Severalnines Blog
The automation and management blog for open source databases

Pre-emptive security with audit logging for MongoDB

Art van Scheppingen

Database security is a broad subject that stretches from pre-emptive measurements to keeping unwanted visitors out. Even if you would be able to secure your MongoDB servers fully, you still would like to know if anyone has attempted to break into your system. And if they manage to breach your security and install the MongoDB ransom hack, you would need an audit trail for post-mortems or for taking new preventive measures. An audit log would enable you to keep track of anyone attempting to log in and see what they did in your system.

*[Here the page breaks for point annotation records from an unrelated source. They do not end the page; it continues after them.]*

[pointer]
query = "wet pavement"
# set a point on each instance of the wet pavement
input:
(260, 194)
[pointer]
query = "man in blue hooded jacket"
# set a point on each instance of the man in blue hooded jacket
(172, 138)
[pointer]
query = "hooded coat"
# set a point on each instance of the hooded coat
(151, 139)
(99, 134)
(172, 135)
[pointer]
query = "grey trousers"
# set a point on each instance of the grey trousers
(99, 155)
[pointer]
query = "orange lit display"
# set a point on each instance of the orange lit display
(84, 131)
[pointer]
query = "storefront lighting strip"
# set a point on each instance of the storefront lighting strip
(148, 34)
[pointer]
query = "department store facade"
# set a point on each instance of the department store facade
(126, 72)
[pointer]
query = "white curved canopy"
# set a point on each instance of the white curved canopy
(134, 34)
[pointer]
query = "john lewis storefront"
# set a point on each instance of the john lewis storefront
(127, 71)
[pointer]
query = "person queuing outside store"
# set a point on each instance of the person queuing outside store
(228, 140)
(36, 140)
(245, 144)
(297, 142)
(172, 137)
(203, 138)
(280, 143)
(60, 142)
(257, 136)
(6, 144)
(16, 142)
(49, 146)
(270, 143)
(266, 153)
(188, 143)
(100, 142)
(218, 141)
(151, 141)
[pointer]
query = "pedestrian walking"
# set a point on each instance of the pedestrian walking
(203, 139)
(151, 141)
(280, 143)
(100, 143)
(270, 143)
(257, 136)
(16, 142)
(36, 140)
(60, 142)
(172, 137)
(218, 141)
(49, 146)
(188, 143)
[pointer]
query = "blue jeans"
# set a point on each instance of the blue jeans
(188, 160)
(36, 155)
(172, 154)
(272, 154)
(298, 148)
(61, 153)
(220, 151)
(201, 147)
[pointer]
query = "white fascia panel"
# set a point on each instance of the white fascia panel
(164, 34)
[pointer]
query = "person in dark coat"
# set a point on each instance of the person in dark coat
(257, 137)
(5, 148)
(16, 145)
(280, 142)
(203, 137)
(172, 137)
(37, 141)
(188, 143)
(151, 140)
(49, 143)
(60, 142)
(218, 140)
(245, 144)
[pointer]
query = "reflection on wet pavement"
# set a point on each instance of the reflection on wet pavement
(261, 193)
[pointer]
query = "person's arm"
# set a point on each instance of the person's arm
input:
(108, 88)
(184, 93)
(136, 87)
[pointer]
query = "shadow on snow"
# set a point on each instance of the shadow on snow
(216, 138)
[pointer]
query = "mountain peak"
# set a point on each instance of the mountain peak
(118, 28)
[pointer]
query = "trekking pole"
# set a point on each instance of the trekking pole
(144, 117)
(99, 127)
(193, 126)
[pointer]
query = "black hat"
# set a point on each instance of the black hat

The MongoDB Enterprise version contains the ability to enable the audit log, but the community version lacks this functionality. Percona created their own audit logging functionality in their MongoDB derived Percona Server for MongoDB. The MongoDB and Percona approaches are different from each other and we will explain how to configure and use both of them.

MongoDB audit logging

The MongoDB audit log is easy to set up: to enable audit logging to a JSON file, simply add the following section to your config file and restart MongoDB:

auditLog:
   destination: file
   format: JSON
   path: /var/lib/mongodb/auditLog.json

MongoDB supports file, console and syslog as destinations. For file formats there are two options: JSON and BSON. In JSON the audit log lines look similar to this:

{ "atype" : "authCheck", "ts" : { "$date" : "2017-02-15T22:20:08.322-0000" }, "local" : { "ip" : "127.0.0.1", "port" : 27017 }, "remote" : { "ip" : "127.0.0.1", "port" : 63357 }, "users" : [], "roles" : [], "param" : { "command" : "update", "ns" : "test.inserttest", "args" : { "update" : "preauth_case", "updates" : [ { "q" : { "createdByUserId" : -2 }, "u" : { "$set" : { "statusCode" : "Update" } }, "multi" : false, "upsert" : false } ], "ordered" : true } }, "result" : 0 }

The configuration above would enable the audit log for each and every action by any user of your system. If you have high concurrency this would dramatically decrease the performance of your MongoDB cluster. Luckily enough, there is the option to filter events that are to be logged.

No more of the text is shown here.